The afternoon was spent in a woodland environment. Mark suggested that we divide ourselves into three groups; for shelter building, clearing and preparing an area for a fire and collecting kindling and wood for it. Safe boundaries were then identified to N, S, E and W of the Base Camp and playing out a Hide & Seek game not only brought out the inner child in us, it reiterated and reminded the group of ‘go’ and ‘no go’ areas. In my mind I recalled a short essay by Laurie Lee, ‘Eight Year Old World’ which was included in his book ‘I Can’t Stay Long’. Imaginations can run riot in places like this. We weren’t exactly singing in the rain, but calling out responses to ‘1-2-3 Where are You?’ in our individual and unique dulcet tones was pretty darn close.

The longer we spent outdoors, the more Ray Mears-like Mark became. Despite the wind and downpour, he demonstrated fire lighting efficiently and successfully – even rubbing two boy scouts together wouldn’t have created a spark in those conditions. Employing the outdoor environment as a classroom is second nature for Mark, his passion and interest for his subject was certainly infectious and illustrated how important it is to keep a contact with our natural world. There is a danger that the city based and increasingly indoor lifestyle of young people could lose touch with it completely. Todays activities were of particular interest to me, as a landscape painter my work embraces the sensations associated with being en plein air. However it doesn’t stop there, I believe that walking the landscape has helped heal me and because of this, many compositions contain symbols and subliminal messages. There’s a lot of me in there. Much more than merely ‘the view’.

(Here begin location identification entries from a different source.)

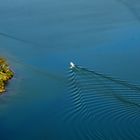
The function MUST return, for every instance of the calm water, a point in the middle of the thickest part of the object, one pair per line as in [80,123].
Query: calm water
[47,100]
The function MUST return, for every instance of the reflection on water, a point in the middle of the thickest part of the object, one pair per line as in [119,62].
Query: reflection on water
[39,38]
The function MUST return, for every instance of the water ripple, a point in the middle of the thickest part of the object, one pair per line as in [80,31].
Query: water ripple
[98,101]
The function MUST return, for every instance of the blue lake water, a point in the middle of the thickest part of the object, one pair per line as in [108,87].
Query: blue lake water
[46,100]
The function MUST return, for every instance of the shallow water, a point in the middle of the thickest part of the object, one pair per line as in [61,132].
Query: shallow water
[40,38]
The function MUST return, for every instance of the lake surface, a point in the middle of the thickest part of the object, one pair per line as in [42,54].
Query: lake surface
[46,100]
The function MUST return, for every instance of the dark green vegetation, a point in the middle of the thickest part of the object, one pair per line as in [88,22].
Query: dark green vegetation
[5,74]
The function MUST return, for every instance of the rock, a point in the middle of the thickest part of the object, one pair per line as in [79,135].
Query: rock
[5,74]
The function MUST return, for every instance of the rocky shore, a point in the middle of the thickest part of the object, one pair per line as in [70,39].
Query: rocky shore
[5,74]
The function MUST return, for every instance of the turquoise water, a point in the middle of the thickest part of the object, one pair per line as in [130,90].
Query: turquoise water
[40,38]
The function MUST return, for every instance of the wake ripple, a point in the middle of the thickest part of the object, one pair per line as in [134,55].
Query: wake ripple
[102,107]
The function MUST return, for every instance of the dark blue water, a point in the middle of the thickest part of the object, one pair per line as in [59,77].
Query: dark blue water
[46,100]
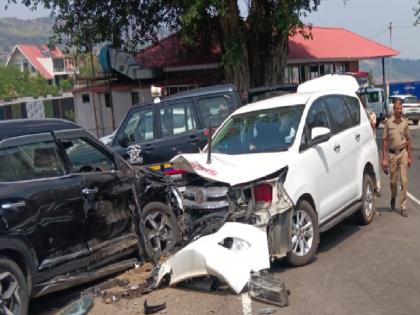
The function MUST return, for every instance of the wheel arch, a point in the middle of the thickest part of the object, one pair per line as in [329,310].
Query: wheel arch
[18,252]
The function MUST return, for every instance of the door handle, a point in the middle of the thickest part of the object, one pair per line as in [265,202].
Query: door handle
[90,191]
[148,147]
[15,205]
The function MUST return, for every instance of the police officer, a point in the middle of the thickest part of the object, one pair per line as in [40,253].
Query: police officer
[397,154]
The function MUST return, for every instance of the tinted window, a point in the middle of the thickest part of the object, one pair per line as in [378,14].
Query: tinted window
[354,108]
[139,126]
[36,160]
[266,130]
[6,171]
[317,116]
[213,110]
[339,113]
[177,119]
[84,157]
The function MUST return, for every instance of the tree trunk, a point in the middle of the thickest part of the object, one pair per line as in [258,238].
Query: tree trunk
[267,51]
[233,43]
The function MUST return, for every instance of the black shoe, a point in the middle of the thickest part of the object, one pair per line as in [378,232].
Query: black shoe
[393,203]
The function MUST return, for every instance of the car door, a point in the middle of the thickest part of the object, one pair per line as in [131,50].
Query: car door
[41,205]
[346,149]
[320,161]
[107,196]
[213,110]
[139,128]
[179,129]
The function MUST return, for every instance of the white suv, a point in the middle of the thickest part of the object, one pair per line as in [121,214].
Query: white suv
[293,165]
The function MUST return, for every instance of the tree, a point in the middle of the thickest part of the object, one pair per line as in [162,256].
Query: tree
[254,49]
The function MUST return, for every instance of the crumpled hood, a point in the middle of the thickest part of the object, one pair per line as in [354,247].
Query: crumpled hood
[232,169]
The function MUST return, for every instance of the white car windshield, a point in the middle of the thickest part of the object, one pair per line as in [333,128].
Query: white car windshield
[266,130]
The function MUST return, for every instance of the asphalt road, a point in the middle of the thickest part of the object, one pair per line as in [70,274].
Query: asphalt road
[372,269]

Nature is available for exploration seven days a week, free of charge and age is no barrier to enjoyment – the only requirement is to be dressed appropriately for the conditions. To hear the wind whistling and singing in the tree canopy we all experienced Songs from the Wood that afternoon, whether they were related to Jethro Tull or not. Spending a few hours with nature for company was refreshment for the soul, and reminded us that there’s a treasure trove outdoors waiting to be explored, far preferable than another afternoon spent indoors with central heating in a stuffy room. As far as we were concerned, despite the rain, walking in the fresh air on a carpet of autumn leaves and spending a few hours with nature for company was, in the words of Tom Hanks in ‘Sleepless in Seattle’…………………like magic!